We're over budget by 7 cycles and the code will need at least one more rjmp. I think two instructions can be moved or eliminated but that only shaves 2 cycles.

As an added insult, I forgot about Nyquist. Input Capture is the correct choice.

Excellent idea! An ATtiny84 for each of the three lines (it has a 16 bit timer with input capture [nearly?] identical to the ATmega328).

I still would have a couple concerns. @CB, where does the 6µs number come from?

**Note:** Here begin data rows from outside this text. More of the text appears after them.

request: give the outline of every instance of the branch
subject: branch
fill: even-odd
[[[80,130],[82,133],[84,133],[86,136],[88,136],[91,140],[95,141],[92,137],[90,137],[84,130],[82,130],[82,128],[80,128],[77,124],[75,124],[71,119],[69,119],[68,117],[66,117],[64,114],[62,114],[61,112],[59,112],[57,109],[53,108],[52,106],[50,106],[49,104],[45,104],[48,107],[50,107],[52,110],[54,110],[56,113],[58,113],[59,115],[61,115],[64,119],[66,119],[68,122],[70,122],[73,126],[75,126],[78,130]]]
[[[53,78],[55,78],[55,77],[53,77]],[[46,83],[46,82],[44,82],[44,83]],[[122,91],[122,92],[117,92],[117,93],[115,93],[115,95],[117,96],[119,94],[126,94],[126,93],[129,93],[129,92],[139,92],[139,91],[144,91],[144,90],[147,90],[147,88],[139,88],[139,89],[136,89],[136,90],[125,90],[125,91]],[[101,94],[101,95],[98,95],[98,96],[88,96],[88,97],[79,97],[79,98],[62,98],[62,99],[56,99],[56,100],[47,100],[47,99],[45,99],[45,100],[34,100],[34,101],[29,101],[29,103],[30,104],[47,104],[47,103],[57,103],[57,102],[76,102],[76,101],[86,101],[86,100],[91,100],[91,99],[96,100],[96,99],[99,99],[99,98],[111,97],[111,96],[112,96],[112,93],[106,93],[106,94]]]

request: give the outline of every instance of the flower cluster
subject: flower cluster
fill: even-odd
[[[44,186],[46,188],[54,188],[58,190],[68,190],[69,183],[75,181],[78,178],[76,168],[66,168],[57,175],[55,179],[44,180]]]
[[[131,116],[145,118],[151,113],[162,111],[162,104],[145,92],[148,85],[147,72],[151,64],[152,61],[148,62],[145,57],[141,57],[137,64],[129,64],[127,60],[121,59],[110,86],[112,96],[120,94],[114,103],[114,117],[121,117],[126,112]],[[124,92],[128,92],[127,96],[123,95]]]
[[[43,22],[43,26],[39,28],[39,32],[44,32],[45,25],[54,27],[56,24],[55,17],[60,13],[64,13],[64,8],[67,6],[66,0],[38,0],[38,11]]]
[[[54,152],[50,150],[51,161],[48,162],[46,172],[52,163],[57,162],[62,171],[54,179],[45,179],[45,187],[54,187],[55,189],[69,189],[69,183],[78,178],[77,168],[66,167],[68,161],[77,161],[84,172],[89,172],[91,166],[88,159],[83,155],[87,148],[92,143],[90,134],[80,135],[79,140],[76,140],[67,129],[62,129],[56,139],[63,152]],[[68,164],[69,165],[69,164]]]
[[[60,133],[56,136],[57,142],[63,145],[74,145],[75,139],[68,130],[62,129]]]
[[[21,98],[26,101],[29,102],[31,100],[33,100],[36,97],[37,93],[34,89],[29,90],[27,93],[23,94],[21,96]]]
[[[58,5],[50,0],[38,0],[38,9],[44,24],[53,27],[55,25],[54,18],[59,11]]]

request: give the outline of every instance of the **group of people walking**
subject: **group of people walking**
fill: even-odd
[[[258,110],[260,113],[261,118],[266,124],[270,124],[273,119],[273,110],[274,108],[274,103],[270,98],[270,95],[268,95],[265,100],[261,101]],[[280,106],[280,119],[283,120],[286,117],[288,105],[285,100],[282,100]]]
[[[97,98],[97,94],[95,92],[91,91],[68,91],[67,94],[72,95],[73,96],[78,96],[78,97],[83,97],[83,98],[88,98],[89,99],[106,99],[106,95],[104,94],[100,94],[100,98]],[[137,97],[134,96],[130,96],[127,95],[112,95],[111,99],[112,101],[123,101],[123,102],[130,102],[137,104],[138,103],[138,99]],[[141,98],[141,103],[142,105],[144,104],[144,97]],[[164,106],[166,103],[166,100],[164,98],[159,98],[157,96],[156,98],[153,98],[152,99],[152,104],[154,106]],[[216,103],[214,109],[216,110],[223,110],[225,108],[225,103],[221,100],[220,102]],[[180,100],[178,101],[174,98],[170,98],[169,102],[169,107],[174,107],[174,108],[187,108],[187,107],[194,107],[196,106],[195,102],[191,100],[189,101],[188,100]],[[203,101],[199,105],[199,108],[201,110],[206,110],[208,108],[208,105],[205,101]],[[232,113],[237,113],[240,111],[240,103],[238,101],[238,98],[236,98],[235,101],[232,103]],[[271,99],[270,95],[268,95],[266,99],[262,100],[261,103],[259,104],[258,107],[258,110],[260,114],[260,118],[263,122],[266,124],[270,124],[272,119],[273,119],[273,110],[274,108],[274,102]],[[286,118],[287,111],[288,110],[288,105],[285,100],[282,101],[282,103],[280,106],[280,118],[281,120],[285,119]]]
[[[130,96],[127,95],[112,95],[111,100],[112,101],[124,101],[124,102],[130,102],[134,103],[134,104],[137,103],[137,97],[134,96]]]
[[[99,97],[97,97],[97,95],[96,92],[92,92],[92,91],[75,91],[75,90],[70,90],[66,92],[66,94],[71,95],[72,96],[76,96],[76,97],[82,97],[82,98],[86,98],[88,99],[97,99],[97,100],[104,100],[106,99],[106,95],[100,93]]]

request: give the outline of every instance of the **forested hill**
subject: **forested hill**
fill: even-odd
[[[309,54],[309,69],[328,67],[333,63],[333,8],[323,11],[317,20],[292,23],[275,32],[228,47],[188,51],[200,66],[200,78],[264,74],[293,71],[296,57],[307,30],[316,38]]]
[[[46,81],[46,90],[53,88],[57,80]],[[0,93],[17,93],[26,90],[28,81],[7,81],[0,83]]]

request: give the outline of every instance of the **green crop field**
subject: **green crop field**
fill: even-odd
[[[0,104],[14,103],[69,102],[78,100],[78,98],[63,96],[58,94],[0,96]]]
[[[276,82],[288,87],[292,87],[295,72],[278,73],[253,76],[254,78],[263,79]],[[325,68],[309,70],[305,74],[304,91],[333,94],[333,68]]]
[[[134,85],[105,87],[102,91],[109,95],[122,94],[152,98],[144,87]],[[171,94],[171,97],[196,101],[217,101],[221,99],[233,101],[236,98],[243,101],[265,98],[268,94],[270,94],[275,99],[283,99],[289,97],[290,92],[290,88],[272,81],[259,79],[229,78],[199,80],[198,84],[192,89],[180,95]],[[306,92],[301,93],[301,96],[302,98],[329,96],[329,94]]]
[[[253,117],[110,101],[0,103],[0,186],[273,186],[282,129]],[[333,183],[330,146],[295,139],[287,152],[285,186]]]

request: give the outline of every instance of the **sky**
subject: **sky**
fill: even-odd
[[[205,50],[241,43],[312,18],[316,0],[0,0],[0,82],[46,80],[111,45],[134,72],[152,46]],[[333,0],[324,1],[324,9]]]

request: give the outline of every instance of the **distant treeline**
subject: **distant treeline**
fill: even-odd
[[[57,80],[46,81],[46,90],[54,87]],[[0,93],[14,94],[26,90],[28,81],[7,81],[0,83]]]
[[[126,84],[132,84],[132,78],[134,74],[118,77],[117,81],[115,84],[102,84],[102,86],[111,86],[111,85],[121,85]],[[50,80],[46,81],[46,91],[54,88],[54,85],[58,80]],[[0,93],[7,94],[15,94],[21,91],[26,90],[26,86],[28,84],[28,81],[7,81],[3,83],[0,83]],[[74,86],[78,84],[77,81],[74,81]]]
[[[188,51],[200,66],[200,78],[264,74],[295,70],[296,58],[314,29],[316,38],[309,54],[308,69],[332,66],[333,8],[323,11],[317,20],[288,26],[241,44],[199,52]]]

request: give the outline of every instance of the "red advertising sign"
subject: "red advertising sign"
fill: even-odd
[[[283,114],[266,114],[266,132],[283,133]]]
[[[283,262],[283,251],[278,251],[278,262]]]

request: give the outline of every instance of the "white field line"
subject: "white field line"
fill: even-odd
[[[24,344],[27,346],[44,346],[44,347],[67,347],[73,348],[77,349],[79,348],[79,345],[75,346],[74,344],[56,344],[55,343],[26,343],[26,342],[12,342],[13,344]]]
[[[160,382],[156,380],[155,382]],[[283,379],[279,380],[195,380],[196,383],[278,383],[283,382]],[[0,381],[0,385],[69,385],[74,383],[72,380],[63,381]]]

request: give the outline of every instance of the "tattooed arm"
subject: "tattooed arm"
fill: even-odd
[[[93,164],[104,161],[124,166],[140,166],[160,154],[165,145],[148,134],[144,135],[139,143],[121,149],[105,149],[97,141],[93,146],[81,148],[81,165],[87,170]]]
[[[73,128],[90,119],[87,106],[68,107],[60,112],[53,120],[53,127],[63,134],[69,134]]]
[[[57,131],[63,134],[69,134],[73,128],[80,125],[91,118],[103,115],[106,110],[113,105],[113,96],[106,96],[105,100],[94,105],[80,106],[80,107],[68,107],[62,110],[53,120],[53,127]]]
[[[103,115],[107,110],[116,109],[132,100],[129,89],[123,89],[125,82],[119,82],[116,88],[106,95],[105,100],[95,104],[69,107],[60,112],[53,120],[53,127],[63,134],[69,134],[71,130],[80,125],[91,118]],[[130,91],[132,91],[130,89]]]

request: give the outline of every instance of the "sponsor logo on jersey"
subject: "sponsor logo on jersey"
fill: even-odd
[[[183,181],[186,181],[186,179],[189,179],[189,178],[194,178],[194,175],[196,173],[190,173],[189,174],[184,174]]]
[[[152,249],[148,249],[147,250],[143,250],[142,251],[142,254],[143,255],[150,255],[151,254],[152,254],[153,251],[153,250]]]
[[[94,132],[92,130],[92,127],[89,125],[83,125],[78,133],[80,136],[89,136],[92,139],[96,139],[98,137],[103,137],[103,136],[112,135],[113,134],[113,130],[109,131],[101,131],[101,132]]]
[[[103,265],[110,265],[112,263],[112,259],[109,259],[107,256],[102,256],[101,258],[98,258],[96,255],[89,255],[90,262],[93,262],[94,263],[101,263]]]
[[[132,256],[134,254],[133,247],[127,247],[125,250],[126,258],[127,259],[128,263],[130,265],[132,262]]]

Testing and recollection. The testing was very likely done well. The recollection may be an issue. I remember being able to just barely get something almost useful out of 2us and decided I was wasting my time. :smiley:

That is nearly 100 clocks, could the input capture ISR be that short?

Doesn't need to be very long. Basically, the captured value is saved (in my case, to a ring buffer) and the edge detection is toggled. The time intensive stuff is done outside the interrupt service routine.

That seems like it should be enough...

It's going to have to be. Polling isn't going to work.

...not sure whether that might mandate assembler though.

Let the hardware do the dirty work (timestamping) so we don't have to (assembly).